Parity Archive - A way to restore missing files in a set.
Copyright (C) 2001 Willem Monsuwe (firstname.lastname@example.org)
The source code can be downloaded from parchive.sourceforge.net
This version is released under the GNU Public License.
See the file COPYING (in the source code archive) for details.
File format by Stefan Wehlus -
initial idea by Tobias Rieper, further suggestions by Kilroy Balore
Beta release, version 0.9
This version uses Reed-Solomon coding to make multiple parity volumes from
the same set of files.
What this means is that you can recover as many files as you have recovery
volumes. Any recovery volumes for that set will do.
TYPICAL EXAMPLE OF USE:
You are uploading a rar-archive, Archive.rar to a newsgroup, split into 40
files. You decide to make a parity archive with five recovery volumes:
>par add -n5 Archive.PAR Archive.r??
You machine rattles for a minute or two, resulting in one (small)
Archive.PAR file, and five files Archive.P01 - P05. You upload these.
People download your files, and the Archive.PAR file to check if they
downloaded correctly. Someone runs par to check if he got all files:
>par check Archive.PAR
It reports that three files are missing, and he would need three parity
volumes to recover them. He tries to download these, and he gets
Archive.P02, .P04 and .P05. Then he runs par to recover those files:
>par recover Archive.PAR
His machine rattles for a minute or two, and all his files are restored.
HINT FOR WINDOWS USERS:
If you make a file 'par.bat' which contains the following line:
par.exe r -- %1
You can associate this with .par files, so it will automatically
recover files from the .par file you doubleclick on.
- This version of par never overwrites an existing file.

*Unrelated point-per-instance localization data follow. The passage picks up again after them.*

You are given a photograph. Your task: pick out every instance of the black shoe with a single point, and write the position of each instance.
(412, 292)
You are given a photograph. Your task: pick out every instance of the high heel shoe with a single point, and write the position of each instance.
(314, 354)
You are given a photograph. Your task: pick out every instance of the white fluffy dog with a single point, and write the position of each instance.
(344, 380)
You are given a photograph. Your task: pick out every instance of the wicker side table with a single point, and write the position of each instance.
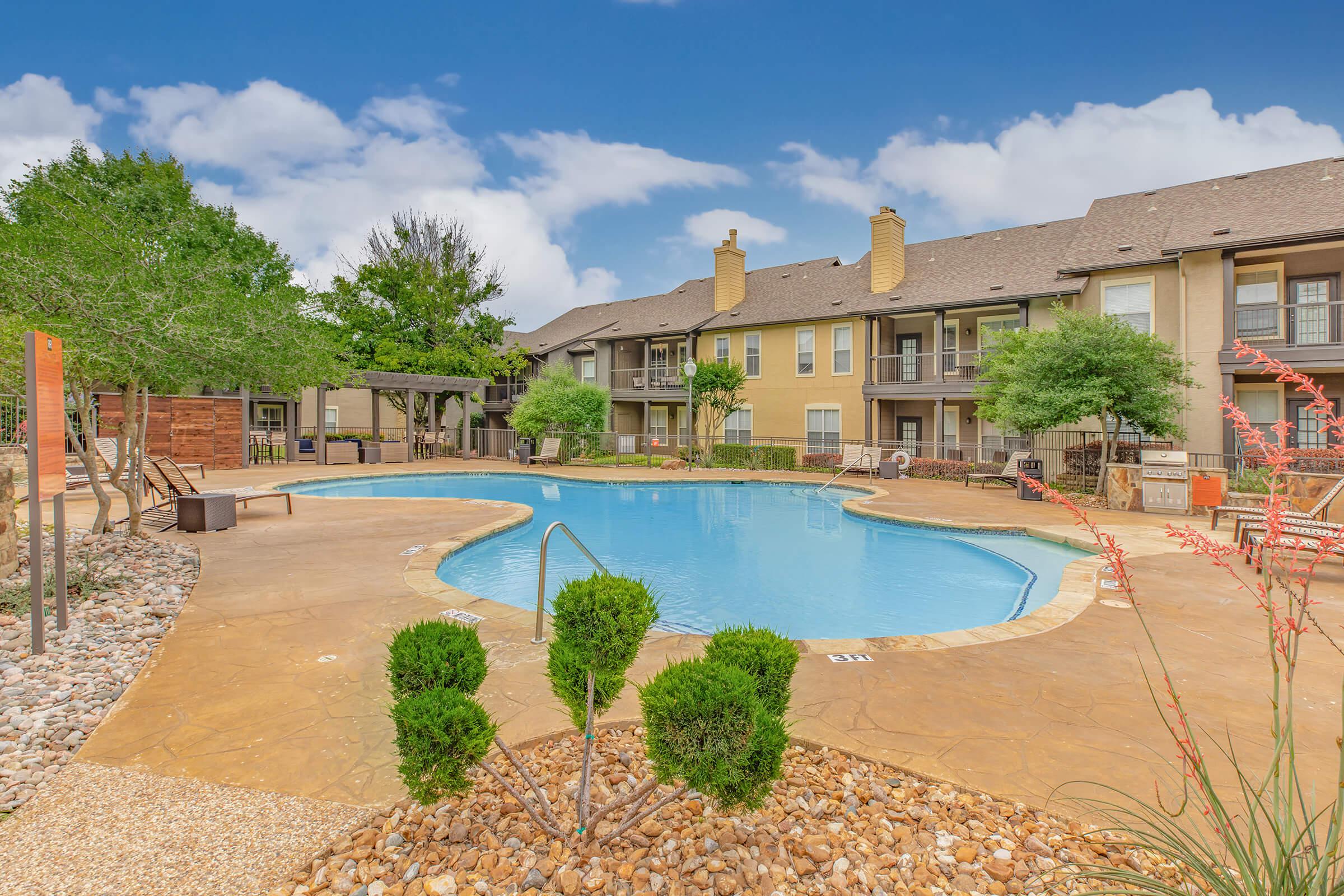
(206, 512)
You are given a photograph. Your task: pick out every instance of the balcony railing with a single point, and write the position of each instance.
(925, 367)
(1291, 325)
(505, 391)
(654, 378)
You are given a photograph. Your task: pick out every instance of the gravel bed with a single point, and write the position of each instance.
(50, 703)
(832, 825)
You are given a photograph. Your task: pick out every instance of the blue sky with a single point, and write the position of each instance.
(589, 143)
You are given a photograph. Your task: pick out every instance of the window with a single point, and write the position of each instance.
(753, 354)
(842, 349)
(823, 430)
(805, 343)
(737, 428)
(659, 423)
(1132, 301)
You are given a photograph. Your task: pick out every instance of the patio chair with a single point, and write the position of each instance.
(169, 477)
(106, 449)
(550, 453)
(1318, 512)
(1007, 476)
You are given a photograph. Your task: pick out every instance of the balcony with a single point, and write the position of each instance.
(931, 374)
(652, 379)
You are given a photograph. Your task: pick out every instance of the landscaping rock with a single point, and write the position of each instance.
(831, 825)
(54, 700)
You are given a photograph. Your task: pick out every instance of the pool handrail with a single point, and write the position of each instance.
(850, 466)
(541, 573)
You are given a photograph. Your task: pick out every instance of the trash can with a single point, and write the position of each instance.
(1030, 468)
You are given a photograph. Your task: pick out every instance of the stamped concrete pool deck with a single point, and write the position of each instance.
(270, 695)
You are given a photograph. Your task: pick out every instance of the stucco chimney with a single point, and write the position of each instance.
(889, 250)
(730, 273)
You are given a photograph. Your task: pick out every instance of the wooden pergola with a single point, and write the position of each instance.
(410, 385)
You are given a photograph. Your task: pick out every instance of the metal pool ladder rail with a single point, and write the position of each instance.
(850, 466)
(541, 573)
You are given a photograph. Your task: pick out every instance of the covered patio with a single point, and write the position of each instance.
(408, 385)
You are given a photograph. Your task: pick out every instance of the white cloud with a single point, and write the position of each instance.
(580, 172)
(1046, 167)
(316, 183)
(825, 179)
(711, 227)
(38, 122)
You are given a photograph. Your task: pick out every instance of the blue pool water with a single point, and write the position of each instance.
(720, 554)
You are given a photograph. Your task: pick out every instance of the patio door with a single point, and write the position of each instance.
(908, 358)
(1314, 320)
(1307, 425)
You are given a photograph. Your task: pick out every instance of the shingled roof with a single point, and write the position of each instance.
(1292, 202)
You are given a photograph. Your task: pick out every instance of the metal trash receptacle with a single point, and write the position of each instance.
(1030, 468)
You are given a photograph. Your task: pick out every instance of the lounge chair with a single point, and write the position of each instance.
(859, 459)
(1009, 476)
(550, 453)
(169, 480)
(106, 449)
(1315, 514)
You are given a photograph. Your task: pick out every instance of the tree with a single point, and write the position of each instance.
(557, 401)
(417, 304)
(718, 393)
(151, 291)
(1088, 366)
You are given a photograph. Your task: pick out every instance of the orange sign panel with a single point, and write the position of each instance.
(48, 413)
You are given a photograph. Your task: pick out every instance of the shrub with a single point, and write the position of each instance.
(931, 468)
(707, 729)
(820, 460)
(764, 655)
(441, 732)
(435, 654)
(600, 624)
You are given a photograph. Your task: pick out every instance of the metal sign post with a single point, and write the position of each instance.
(46, 418)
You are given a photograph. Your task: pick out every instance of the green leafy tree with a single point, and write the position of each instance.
(557, 401)
(1086, 366)
(718, 393)
(151, 291)
(417, 302)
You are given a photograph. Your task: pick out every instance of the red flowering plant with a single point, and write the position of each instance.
(1264, 833)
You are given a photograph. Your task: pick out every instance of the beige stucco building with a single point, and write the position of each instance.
(888, 349)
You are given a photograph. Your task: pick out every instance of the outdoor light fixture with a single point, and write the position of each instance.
(690, 412)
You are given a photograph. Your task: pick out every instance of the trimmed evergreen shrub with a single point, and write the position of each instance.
(441, 732)
(435, 654)
(600, 624)
(707, 729)
(768, 657)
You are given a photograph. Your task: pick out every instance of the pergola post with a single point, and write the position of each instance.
(432, 437)
(320, 430)
(291, 430)
(246, 405)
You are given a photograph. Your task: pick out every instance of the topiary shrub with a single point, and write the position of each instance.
(441, 732)
(435, 654)
(768, 657)
(707, 729)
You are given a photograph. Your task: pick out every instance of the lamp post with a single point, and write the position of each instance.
(690, 413)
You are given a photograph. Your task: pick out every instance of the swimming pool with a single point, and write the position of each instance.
(721, 554)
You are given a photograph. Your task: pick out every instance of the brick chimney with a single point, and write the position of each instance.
(730, 273)
(889, 250)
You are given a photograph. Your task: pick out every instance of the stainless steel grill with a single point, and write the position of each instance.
(1166, 481)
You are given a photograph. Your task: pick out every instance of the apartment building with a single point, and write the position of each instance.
(889, 347)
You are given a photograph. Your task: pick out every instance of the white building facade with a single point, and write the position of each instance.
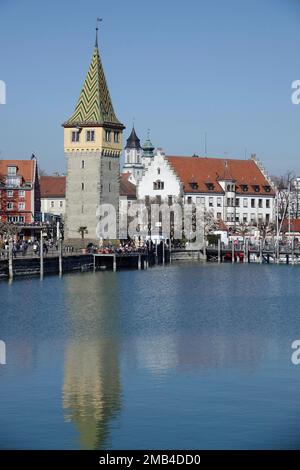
(235, 191)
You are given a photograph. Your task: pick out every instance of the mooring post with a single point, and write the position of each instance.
(260, 251)
(219, 250)
(41, 254)
(10, 260)
(60, 257)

It can, however,
move files out of the way (with the -m flag)
- Par will also search for files with different filenames (by the md5
checksum), and can give those files their correct name (with -f)
Searching for missing files could take some time, if there are lots of
files in the directory
- Par will only work with files in the current directory.
- Par can try to recover files using parity volumes from different sources:
This has a pretty decent chance of working, but it's not guaranteed to work.
It will try to locate every single parity volume in the current directory,
throwing them together to try to recover as many files from them as possible.
If you use this in a large dir, Par might try to open too many files and fail.
The file rs.doc contains sort of an explanation on how the encoding works.
Also, all Reed-Solomon related stuff is in one file, rs.c, with a single
interface function. This should make it easy to write different RS-based
recovery archive programs.
You can look at the following link:
``A Tutorial on Reed-Solomon Coding for Fault-Tolerance in RAID-like Systems''
- Write a better explanation of how Reed-Solomon coding works (see rs.doc)
- Check if it compiles on something like a PPC (non-aligned access issues)
You're pretty much on your own here.
There's a small Makefile, and the code uses as few special things as possible.
GCC should be able to compile it on most Unices.
It also compiles for MS-DOS, using DJGPP (http://www.delorie.com/djgpp/) and
it's been tested on a Win98SE box.
As this is a testing version, and the spec is going to change soon, not
much effort has been made for portability.